Well the key thing here is that actually when it hits the ground for the first time, 𝑦 is going to be equal to zero. And this is because 𝑦 is the distance above the ground. So if it’s actually gonna hit the ground, then that distance is going to be zero. So let’s substitute this into our equation. So what happens when we actually put zero into our equation is we get a quadratic. So I flipped around the other side so that we actually have zero on the right-hand side.

So now we’ve got negative 0.095𝑥 squared plus 2.1𝑥 plus 2.1 is equal to zero. And we want to solve this to find our 𝑥-values because then we’ll be able to see actually how far the discus has travelled horizontally before it’s hit the ground or got a 𝑦 value of zero. So how we’re gonna solve this? So to enable us to actually solve our quadratic, what we’re gonna use is the quadratic formula. The quadratic formula tells us that when 𝑎𝑥 squared plus 𝑏𝑥 plus 𝑐 is equal to zero, so we have a quadratic in this form, then 𝑥 is equal to negative 𝑏 plus or minus the square root of 𝑏 squared minus four 𝑎𝑐 over two 𝑎.

So then we take a look at our own quadratic that we’re trying to solve here. And we can see it’s in that form. So what we do is we actually identify our 𝑎, 𝑏, and 𝑐. So in our case, it’s gonna be 𝑎 is equal to negative 0.095. And that’s because it’s coefficient of 𝑥 squared. We’ve got 𝑏 is equal to 2.1 and 𝑐 is equal to 2.1. What you gotta do here is make sure that we are careful with signs. And that’s why I have shown it with the sign.

So we have a negative for the first coefficient. So it’s the coefficient of 𝑥 squared. And then the other two are actually positives. That’s why, as I said, I put the line underneath the sign as well as the value. Okay, so now let’s use the quadratic formula to find our value of 𝑥. So therefore, when we actually substitute in our values for 𝑎, 𝑏, and 𝑐, we get 𝑥 is equal to negative 2.1 plus or minus the square root of 2.1 all squared minus four, and then multiplied by negative 0.095 multiplied by 2.1, then all divided by two multiplied by negative 0.095.
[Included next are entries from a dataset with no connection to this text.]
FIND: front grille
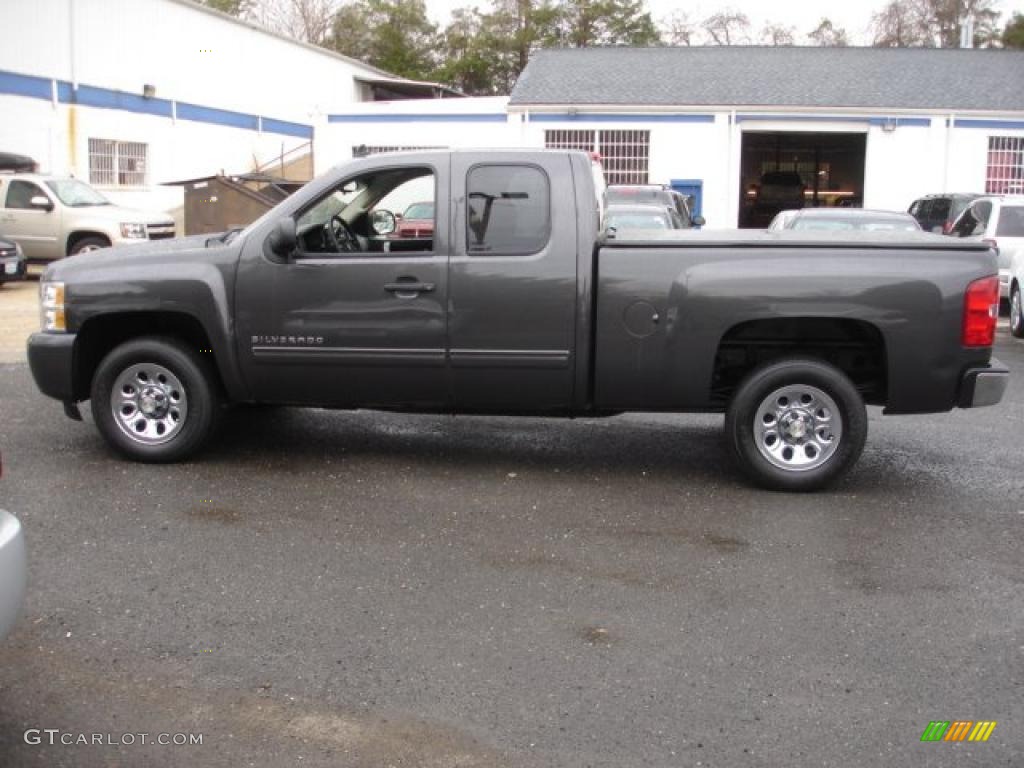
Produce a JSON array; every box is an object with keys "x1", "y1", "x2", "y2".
[{"x1": 145, "y1": 226, "x2": 174, "y2": 240}]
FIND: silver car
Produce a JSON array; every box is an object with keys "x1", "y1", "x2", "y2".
[{"x1": 0, "y1": 509, "x2": 28, "y2": 639}]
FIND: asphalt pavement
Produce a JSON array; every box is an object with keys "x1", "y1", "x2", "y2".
[{"x1": 0, "y1": 327, "x2": 1024, "y2": 768}]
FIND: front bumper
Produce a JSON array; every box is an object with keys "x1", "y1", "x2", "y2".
[
  {"x1": 0, "y1": 509, "x2": 28, "y2": 640},
  {"x1": 29, "y1": 333, "x2": 75, "y2": 402},
  {"x1": 0, "y1": 257, "x2": 27, "y2": 283},
  {"x1": 956, "y1": 357, "x2": 1010, "y2": 408}
]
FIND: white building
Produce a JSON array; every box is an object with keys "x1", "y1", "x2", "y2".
[
  {"x1": 323, "y1": 47, "x2": 1024, "y2": 227},
  {"x1": 0, "y1": 0, "x2": 456, "y2": 219}
]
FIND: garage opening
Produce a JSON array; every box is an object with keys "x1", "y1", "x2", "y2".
[{"x1": 739, "y1": 131, "x2": 867, "y2": 228}]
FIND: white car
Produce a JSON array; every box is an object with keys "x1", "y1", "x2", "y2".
[
  {"x1": 0, "y1": 173, "x2": 174, "y2": 261},
  {"x1": 0, "y1": 509, "x2": 28, "y2": 640},
  {"x1": 949, "y1": 196, "x2": 1024, "y2": 301}
]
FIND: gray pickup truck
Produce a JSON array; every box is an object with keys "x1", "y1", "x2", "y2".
[{"x1": 29, "y1": 151, "x2": 1009, "y2": 490}]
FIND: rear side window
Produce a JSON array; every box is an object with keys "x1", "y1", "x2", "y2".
[
  {"x1": 6, "y1": 179, "x2": 43, "y2": 209},
  {"x1": 466, "y1": 165, "x2": 551, "y2": 256},
  {"x1": 995, "y1": 206, "x2": 1024, "y2": 238}
]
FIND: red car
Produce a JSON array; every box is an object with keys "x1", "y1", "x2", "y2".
[{"x1": 395, "y1": 203, "x2": 434, "y2": 238}]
So therefore, we’re gonna get 𝑥 is equal to negative 2.1 plus the square root 5.208 over negative 0.19. Or 𝑥 is equal to negative 2.1 minus root 5.208 over negative 0.19. So now what we’re gonna do is actually calculate those and see what the answer we get is. So when we calculate the answer, we get 𝑥 is equal to either negative 0.9584 et cetra. or 𝑥 is equal to 23.0637.
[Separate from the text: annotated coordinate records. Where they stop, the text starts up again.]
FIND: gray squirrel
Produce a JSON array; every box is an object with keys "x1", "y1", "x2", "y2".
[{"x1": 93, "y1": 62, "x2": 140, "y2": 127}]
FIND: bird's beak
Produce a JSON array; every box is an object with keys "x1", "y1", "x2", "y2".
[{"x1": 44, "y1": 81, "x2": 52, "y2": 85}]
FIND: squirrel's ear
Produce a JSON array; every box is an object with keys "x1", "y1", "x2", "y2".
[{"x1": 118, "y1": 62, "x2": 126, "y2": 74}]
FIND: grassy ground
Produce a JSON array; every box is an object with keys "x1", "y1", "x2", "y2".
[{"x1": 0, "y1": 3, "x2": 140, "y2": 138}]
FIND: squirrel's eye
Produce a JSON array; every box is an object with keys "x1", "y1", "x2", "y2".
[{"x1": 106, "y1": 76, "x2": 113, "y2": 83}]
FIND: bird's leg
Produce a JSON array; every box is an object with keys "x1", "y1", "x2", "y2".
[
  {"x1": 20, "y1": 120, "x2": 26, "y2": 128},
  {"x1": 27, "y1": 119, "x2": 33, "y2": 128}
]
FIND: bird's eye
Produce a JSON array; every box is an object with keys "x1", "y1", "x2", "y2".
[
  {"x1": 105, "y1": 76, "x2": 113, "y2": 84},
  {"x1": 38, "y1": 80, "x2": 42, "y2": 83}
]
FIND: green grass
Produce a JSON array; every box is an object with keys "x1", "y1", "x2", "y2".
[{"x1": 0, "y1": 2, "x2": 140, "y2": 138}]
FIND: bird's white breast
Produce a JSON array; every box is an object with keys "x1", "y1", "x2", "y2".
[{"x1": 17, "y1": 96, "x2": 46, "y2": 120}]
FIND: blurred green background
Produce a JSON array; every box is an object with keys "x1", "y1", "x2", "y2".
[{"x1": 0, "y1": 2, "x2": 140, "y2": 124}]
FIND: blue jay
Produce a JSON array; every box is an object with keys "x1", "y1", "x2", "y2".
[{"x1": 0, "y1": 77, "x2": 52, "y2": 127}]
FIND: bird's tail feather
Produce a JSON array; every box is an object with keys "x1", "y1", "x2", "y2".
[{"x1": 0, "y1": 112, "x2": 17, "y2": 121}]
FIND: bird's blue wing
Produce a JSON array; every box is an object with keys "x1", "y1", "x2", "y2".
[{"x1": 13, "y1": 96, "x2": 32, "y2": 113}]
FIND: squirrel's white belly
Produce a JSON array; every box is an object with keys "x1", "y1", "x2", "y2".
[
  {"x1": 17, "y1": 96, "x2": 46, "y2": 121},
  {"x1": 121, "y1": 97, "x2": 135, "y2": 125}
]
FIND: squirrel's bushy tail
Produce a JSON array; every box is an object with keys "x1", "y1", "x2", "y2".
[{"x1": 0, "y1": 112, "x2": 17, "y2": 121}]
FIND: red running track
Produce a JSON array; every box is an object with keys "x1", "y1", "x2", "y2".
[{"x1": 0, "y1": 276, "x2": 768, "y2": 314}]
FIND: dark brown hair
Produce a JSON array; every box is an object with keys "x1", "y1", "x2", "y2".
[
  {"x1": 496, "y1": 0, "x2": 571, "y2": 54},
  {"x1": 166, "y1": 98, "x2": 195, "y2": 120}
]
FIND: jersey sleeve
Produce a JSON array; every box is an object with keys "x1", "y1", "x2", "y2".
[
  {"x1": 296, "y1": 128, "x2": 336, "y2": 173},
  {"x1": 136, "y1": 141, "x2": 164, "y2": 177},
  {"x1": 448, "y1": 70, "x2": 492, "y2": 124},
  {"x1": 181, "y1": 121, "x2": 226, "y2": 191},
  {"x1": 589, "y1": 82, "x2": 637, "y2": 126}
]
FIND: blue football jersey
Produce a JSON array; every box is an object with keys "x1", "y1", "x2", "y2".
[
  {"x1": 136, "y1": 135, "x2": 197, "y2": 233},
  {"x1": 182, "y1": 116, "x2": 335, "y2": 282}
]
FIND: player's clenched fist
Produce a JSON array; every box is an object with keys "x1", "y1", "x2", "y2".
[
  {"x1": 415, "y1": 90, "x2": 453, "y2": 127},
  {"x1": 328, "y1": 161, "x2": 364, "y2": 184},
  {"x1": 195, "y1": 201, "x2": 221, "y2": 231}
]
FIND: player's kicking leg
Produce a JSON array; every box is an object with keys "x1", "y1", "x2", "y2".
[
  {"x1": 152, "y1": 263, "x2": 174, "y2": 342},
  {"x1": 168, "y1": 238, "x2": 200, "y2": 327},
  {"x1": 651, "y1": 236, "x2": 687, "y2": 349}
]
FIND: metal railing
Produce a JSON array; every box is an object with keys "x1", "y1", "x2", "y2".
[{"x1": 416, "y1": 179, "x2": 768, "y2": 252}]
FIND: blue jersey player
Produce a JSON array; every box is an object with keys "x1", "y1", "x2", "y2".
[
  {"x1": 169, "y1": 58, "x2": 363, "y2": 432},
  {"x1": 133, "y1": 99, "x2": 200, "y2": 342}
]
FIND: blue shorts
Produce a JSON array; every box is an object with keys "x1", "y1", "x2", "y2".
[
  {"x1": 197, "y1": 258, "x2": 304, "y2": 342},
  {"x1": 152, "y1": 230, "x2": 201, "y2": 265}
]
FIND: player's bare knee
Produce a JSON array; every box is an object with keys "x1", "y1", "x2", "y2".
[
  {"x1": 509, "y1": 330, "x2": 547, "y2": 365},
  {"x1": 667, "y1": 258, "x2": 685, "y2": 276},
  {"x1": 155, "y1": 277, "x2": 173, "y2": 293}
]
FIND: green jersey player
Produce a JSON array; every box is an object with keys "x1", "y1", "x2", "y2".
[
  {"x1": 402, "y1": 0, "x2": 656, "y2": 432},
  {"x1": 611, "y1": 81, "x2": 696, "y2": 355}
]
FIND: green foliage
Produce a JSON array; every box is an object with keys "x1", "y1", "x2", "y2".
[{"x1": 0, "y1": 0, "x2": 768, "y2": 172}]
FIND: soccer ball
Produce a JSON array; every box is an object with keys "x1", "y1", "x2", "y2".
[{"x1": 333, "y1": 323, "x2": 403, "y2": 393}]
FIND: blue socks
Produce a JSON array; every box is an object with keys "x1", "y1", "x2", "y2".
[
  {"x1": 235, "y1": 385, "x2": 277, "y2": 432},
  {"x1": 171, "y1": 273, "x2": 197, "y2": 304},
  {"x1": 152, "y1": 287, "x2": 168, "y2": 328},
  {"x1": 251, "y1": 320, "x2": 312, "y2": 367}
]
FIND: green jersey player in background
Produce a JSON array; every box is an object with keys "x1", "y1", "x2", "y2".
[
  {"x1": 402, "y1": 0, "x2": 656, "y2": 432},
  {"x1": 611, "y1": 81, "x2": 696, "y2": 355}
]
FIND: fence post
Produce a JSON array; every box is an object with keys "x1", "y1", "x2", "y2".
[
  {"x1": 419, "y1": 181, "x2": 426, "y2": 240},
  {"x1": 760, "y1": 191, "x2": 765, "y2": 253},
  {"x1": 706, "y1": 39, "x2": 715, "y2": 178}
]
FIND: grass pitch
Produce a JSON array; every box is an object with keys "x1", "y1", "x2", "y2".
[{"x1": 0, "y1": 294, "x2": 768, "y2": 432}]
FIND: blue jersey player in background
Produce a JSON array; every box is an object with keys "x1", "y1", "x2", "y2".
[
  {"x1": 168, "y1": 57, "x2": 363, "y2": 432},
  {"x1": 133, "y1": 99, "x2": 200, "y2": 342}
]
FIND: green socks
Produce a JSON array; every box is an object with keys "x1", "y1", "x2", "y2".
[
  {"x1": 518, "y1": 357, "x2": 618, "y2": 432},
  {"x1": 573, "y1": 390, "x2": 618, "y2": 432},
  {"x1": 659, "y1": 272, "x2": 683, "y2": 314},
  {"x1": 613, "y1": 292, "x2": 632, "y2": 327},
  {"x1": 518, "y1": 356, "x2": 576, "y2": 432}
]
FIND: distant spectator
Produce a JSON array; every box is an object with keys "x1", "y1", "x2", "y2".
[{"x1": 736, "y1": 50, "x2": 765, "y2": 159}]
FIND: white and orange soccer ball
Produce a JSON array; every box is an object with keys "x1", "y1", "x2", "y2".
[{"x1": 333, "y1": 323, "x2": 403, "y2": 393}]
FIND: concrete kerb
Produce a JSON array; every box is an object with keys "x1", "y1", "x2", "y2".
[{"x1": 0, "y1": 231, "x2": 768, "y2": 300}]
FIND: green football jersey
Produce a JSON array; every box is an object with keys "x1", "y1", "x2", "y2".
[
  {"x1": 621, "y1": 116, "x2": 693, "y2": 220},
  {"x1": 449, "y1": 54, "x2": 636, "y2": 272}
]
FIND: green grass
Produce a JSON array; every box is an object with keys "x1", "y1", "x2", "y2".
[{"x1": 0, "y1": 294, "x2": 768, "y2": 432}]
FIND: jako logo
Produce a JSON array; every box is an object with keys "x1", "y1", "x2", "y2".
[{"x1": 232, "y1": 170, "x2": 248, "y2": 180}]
Well we can disregard the first answer because that is giving a negative answer. And if we had a negative answer, then actually that means that the flight of the discus would have to travel backwards. So that couldn’t be the case. So therefore, the distance travelled horizontally by a discus before it hits the ground for the first time when using the model 𝑦 is equal to negative 0.095𝑥 squared plus 2.1𝑥 plus 2.1 is 23.06 meters to two decimal places.